Give whatever flavors you add some time to soak into the meat. You can do this before or after forming into patties. Cover your meat mixture with plastic wrap and refrigerate for at least an hour to allow the flavors time to blend. Or if you form into patties first you can put them on a plate and separate them with wax paper to keep them from sticking, cover with plastic wrap and refrigerate at least an hour to several hours.
When your grill is heated to medium 325-350 degrees you can add the patties. Many experts say to close the lid and keep it closed during cooking, saying that it lessens cooking time and retains moisture. But if your meat is thin you will need to cook with the lid open to keep them from overcooking.

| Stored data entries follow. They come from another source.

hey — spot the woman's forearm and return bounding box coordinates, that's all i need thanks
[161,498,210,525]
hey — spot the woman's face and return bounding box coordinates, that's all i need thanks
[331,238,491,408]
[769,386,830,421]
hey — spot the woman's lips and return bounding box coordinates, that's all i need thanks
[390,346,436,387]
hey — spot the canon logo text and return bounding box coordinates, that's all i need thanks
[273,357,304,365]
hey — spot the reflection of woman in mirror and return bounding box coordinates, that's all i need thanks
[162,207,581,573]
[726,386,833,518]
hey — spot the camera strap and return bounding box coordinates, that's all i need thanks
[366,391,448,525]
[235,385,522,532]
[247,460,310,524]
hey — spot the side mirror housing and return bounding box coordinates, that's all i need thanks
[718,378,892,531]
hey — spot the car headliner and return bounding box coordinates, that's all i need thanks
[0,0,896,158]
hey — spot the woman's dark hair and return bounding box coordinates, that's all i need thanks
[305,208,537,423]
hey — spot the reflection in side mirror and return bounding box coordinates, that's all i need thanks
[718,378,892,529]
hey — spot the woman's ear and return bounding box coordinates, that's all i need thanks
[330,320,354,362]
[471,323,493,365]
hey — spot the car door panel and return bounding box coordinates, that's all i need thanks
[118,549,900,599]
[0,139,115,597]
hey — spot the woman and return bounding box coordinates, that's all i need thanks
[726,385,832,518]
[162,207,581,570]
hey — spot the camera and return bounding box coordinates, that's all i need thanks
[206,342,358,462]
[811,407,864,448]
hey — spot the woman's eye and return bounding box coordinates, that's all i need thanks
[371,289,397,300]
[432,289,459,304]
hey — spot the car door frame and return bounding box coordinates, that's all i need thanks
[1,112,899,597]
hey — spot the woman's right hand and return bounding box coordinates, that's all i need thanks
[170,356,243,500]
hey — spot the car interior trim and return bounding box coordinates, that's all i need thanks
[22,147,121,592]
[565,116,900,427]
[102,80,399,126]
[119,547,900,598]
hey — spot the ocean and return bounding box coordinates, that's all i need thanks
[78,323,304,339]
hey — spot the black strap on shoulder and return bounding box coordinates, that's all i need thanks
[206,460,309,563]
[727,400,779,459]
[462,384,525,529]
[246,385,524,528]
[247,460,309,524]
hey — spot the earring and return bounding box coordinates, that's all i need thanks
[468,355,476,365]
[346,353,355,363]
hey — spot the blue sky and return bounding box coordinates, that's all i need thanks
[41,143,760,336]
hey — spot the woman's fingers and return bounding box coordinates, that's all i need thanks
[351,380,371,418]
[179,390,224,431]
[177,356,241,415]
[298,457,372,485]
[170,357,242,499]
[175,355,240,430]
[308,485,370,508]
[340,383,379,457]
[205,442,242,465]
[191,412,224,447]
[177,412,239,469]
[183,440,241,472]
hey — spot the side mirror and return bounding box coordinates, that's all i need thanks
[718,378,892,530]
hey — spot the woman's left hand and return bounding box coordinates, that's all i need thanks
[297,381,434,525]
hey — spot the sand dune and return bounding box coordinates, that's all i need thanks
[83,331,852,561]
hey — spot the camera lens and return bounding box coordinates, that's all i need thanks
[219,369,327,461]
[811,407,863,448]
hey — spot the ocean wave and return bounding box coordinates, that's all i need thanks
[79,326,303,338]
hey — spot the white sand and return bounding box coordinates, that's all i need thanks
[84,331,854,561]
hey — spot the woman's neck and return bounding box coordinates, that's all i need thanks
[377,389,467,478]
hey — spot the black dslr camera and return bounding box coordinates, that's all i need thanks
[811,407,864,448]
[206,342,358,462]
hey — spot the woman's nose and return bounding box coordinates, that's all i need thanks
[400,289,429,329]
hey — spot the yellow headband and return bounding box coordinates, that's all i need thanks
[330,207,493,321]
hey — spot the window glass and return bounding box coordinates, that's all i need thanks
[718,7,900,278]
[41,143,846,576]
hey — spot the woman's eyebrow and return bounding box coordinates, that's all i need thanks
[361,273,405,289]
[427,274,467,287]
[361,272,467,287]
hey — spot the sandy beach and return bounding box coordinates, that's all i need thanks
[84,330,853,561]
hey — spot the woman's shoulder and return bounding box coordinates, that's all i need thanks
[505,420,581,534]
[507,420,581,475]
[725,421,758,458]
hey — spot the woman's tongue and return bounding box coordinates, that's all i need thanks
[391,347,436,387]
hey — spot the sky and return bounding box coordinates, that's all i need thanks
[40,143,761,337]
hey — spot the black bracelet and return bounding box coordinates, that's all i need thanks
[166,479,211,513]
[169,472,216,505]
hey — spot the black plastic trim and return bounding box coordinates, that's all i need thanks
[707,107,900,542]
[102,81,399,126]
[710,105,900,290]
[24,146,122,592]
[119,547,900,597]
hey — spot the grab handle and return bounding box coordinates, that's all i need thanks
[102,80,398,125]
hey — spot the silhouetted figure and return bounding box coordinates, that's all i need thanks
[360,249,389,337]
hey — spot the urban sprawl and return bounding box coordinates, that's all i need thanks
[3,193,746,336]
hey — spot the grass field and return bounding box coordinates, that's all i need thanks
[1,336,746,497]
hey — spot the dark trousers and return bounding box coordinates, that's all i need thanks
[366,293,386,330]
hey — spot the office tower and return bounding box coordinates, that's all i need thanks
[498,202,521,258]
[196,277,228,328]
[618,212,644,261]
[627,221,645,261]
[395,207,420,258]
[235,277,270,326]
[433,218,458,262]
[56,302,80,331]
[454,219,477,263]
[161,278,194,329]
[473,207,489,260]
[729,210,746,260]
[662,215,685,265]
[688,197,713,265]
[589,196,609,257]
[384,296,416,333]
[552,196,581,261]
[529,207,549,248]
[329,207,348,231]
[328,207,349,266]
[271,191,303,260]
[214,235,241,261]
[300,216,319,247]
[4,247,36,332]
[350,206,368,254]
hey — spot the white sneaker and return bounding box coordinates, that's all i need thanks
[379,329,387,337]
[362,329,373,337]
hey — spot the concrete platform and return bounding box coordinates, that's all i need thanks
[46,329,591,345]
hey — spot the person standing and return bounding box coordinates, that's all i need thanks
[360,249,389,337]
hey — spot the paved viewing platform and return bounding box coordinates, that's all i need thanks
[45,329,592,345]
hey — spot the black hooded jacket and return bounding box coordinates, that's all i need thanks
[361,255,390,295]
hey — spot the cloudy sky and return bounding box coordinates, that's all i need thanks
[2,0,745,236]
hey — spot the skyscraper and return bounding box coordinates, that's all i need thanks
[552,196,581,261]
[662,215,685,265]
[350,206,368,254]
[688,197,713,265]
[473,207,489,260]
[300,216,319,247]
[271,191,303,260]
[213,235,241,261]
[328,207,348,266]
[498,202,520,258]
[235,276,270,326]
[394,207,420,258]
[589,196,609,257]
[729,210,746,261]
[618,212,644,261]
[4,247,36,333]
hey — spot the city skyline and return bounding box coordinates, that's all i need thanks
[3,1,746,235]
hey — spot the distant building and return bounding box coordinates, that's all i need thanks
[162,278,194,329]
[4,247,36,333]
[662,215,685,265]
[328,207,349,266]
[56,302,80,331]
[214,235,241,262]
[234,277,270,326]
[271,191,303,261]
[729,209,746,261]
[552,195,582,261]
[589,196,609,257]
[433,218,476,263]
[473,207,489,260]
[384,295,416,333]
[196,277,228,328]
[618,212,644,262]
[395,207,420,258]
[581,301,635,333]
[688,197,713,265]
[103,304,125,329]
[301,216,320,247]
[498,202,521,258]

The hardest part is to not mess with the burgers while they are cooking. Do not press them down with your spatula, do not poke them with a fork, do not turn them repeatedly. You will lose moisture and flavor if you do. Try to flip them only once during the cooking process.
Determining done-ness should be done with a meat thermometer. Beef should be cooked to 160 degrees and poultry to 170 degrees. Check the burger temperature in several spots, as the temperature can vary throughout the burger. If adding cheese do so when the burgers are one to two minutes from being done.
Add your favorite toppings and enjoy the best burger you’ll have all summer.